G.D. – Even if you are already an active exporter to the U.S., as soon as you want to export something new or improved (if you have, for example, modified the ingredients in your recipe or changed the suppliers who contribute to the production of your product), you need to check your shipping plan with your customs broker.
CCMM – What’s one thing to look out for?
E.M.C. – Packaging and labelling. Businesses need to make sure they are up to standard, for example, by checking that the country of origin, product description and exact quantity being shipped are clearly indicated. Easily exporting products depends on this information being clear and complete.
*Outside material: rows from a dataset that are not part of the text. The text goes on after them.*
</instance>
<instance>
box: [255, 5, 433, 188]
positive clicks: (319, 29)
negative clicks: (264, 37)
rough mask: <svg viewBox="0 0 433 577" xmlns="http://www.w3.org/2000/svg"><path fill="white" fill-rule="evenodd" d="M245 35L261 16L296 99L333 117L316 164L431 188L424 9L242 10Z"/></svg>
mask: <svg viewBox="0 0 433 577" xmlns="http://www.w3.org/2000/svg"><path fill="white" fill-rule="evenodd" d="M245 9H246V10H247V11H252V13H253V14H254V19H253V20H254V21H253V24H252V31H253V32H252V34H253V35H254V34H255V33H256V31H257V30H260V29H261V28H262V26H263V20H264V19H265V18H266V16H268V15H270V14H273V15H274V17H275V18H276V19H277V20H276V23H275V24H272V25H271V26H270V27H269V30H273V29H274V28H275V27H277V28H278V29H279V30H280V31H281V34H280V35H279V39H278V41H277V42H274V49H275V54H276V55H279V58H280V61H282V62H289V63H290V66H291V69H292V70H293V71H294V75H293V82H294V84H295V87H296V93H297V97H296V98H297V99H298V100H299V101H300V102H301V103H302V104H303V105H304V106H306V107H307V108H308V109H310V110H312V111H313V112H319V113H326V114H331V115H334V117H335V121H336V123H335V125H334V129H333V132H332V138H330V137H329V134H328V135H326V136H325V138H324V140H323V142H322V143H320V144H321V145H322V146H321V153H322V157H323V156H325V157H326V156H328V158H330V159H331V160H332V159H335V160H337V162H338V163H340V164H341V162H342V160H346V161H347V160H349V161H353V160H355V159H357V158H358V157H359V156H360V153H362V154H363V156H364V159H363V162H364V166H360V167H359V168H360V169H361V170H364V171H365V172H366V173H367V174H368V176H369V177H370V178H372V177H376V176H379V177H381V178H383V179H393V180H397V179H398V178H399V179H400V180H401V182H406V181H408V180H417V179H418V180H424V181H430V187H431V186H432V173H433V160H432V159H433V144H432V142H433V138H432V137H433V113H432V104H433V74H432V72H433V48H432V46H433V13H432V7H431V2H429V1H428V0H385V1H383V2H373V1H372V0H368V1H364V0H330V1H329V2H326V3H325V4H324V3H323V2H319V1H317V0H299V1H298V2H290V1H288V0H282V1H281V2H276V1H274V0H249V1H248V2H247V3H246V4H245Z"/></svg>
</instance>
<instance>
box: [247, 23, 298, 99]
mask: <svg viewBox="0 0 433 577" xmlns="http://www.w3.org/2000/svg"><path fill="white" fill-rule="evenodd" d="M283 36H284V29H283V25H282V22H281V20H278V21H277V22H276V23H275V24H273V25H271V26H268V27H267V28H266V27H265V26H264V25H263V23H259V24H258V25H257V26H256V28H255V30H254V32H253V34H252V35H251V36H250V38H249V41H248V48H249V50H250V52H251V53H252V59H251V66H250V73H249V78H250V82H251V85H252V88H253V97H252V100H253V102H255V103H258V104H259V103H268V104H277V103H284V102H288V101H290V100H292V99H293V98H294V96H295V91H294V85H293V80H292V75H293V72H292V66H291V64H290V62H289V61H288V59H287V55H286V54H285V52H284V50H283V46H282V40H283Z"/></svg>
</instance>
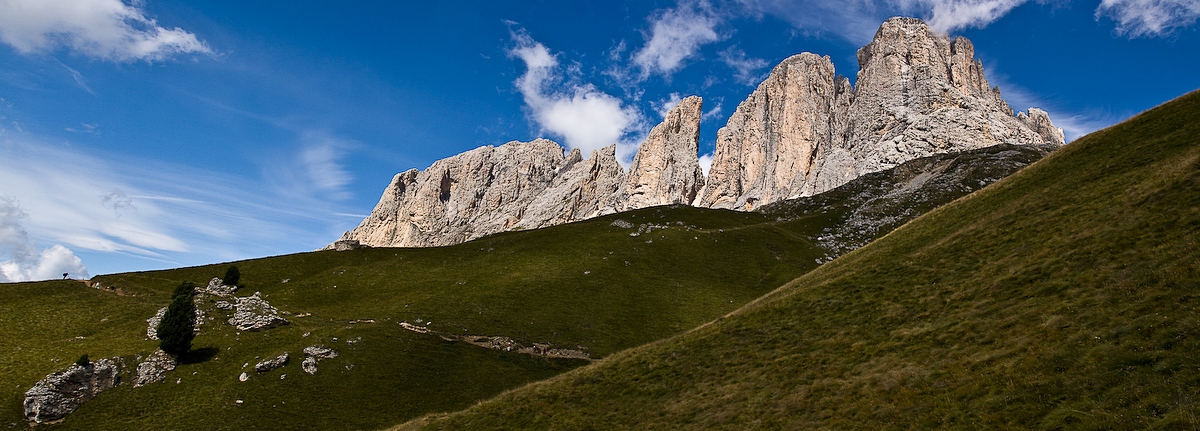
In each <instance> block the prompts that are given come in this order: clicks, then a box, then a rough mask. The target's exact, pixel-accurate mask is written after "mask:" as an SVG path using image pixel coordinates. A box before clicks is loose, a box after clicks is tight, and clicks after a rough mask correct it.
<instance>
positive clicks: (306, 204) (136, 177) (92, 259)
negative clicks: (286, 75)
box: [0, 130, 356, 276]
mask: <svg viewBox="0 0 1200 431" xmlns="http://www.w3.org/2000/svg"><path fill="white" fill-rule="evenodd" d="M17 138H18V139H12V138H8V137H6V136H5V134H4V133H2V130H0V196H11V197H14V198H16V199H18V202H20V209H22V210H23V211H24V212H25V214H28V217H26V219H24V223H23V226H24V228H25V229H28V232H29V238H31V239H34V241H35V243H37V246H38V247H47V246H49V245H53V244H61V245H62V246H64V247H70V249H71V250H73V251H74V252H76V253H78V255H79V256H80V257H82V258H83V259H84V261H91V262H90V264H89V269H90V270H98V271H102V274H103V273H106V271H113V270H142V269H152V268H169V267H181V265H194V264H204V263H212V262H222V261H233V259H242V258H251V257H259V256H269V255H280V253H289V252H298V251H308V250H313V249H317V247H320V246H323V245H325V244H328V243H329V241H332V240H334V239H336V238H337V235H338V234H341V232H342V231H344V229H346V228H347V227H348V226H347V225H348V223H354V222H356V220H349V219H346V217H340V216H335V214H343V212H350V211H348V208H346V206H344V205H341V204H337V203H335V202H331V200H329V197H328V196H326V194H329V193H326V194H322V193H290V192H292V191H295V190H288V188H286V187H278V184H276V182H272V181H275V180H276V178H274V176H270V175H269V174H270V173H269V172H268V173H264V175H263V178H250V176H242V175H238V174H232V173H216V172H211V170H205V169H204V168H197V167H192V166H179V164H173V163H162V162H154V161H148V160H130V158H125V157H124V156H120V155H113V154H104V152H103V151H97V150H95V149H94V150H89V151H86V152H83V151H77V150H72V149H70V148H61V146H56V145H53V146H52V145H46V144H43V143H40V142H36V140H34V139H29V138H26V137H24V136H18V137H17ZM317 152H320V151H317ZM292 157H299V155H292ZM281 160H288V158H287V157H282V158H281ZM275 164H281V166H282V164H286V163H283V162H280V163H275ZM318 164H319V163H318ZM288 172H294V173H295V174H296V175H298V176H299V178H300V180H301V181H305V182H306V184H307V182H308V181H311V179H307V173H306V172H305V169H302V168H298V167H296V166H288ZM336 182H337V180H336V179H335V180H331V181H330V182H326V185H331V184H336ZM306 187H310V188H305V190H300V191H312V190H314V188H312V187H314V186H311V185H310V186H306ZM352 226H353V225H352ZM0 231H2V232H7V231H5V229H4V228H0ZM104 253H121V255H126V256H131V257H134V259H124V261H122V262H113V261H112V259H101V261H100V262H101V263H100V265H101V267H96V265H97V262H96V261H94V259H92V258H91V257H90V256H103V255H104ZM26 255H34V253H26ZM52 255H53V253H52ZM34 256H36V255H34ZM52 257H53V256H52ZM0 259H6V258H2V257H0ZM138 259H142V261H138ZM56 262H61V261H56ZM139 262H140V263H139ZM113 265H120V267H116V268H113ZM23 268H31V267H28V265H26V267H23ZM61 273H62V271H58V275H59V276H61ZM71 273H72V274H76V273H77V271H71Z"/></svg>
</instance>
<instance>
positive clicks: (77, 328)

CCMM – Sometimes, we hear terrible stories about visas being rejected and Canadian workers being unable to enter the U.S., penalizing the business. Do you have any advice regarding this?
E.M.C. – The key is to know what kind of visitor you’re going to be. To sort this out, businesses can consult this document by the North Country Chamber of Commerce of Plattsburgh: “Doing business in the U.S.”
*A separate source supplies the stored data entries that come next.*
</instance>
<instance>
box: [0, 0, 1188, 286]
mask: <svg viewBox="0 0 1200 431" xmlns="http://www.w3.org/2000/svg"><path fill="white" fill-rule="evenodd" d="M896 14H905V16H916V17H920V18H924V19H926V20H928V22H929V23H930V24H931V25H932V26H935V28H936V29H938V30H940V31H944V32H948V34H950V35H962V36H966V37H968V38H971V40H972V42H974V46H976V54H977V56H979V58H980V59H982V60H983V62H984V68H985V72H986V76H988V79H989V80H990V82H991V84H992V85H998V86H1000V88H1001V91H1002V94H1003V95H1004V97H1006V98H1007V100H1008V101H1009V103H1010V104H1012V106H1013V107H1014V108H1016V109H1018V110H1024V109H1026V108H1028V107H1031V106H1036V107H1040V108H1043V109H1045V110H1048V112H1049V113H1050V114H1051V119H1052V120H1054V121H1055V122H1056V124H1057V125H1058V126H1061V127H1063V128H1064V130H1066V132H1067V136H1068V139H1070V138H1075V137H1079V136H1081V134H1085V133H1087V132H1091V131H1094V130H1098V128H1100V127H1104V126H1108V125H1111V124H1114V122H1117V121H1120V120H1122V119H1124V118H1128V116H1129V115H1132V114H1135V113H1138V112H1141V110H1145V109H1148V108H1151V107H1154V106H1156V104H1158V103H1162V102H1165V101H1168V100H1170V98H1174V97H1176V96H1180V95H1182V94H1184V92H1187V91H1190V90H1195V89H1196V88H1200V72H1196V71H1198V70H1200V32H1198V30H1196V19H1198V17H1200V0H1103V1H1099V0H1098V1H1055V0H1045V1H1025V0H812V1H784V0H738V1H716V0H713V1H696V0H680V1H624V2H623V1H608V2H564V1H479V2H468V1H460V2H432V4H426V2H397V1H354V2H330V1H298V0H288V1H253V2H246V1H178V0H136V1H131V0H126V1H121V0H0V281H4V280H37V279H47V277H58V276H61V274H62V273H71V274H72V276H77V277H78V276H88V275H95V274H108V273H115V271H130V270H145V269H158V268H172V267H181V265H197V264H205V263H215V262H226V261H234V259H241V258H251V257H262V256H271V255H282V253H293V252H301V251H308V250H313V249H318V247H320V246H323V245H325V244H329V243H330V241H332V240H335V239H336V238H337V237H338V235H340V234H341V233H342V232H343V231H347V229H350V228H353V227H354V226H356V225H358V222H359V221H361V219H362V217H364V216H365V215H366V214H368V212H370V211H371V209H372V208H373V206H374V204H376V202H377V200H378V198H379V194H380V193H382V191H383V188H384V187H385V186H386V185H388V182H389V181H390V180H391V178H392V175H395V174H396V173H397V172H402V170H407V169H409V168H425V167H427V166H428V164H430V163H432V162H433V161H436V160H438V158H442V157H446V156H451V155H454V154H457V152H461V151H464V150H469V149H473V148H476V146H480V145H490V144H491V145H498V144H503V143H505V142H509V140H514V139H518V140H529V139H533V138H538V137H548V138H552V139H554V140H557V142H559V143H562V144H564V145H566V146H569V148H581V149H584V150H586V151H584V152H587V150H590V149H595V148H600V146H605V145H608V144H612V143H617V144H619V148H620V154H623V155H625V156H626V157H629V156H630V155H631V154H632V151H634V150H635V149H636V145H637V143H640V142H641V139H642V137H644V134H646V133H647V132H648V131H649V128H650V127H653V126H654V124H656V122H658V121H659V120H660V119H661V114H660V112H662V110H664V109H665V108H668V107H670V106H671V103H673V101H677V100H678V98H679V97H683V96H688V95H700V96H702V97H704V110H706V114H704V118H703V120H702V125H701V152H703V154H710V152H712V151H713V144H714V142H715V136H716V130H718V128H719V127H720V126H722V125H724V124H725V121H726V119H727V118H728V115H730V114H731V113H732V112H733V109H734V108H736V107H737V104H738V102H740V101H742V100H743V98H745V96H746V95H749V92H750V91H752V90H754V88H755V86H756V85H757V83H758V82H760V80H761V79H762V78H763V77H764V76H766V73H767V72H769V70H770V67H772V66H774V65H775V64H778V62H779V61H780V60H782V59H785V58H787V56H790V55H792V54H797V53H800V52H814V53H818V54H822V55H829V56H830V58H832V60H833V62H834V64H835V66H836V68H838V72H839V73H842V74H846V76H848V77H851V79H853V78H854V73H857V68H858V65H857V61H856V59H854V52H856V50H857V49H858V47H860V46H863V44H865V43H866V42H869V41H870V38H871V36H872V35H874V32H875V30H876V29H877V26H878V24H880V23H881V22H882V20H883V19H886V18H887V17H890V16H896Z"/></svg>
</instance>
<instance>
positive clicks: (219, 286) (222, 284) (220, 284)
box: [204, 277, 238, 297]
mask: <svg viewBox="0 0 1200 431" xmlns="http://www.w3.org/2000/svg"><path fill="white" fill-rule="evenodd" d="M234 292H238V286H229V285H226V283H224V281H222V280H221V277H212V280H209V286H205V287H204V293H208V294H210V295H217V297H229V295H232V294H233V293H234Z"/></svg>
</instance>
Otherwise, the most common classifications are:
- B-1. Sales, set up, supervision, training or participation in meetings.
- TN. Renewable one-year work visa. Reserved for Canadian professionals (i.e. who possess a university degree that is recognized by a Canadian institution and that has an American equivalent).
- L-1. Employee transfer to a subsidiary or affiliate company.
- E-1/E-2. Traders and investors.
CCMM – What resources are there for businesses who want to know more about how customs and the American market work?
E.M.C. – Each year, we organize several trade missions to customs with the North Country Chamber of Commerce. Businesses that are launching their exportation projects or that have difficulties in this area will find these missions helpful. They aim to facilitate the work of businesses exporting their products and services and that of customs officers.
G.D. – The workshops that we organize cover all aspects of how customs work in order to avoid any pitfalls that can hinder trade between our countries. We review the process so that businesses can understand incorporations, intra-business finances across the border, tax implications, customs clearance, visas, banking, employment, etc. For an organization, maximizing the success of its exports depends on having a general view of all its components so that the process can happen smoothly.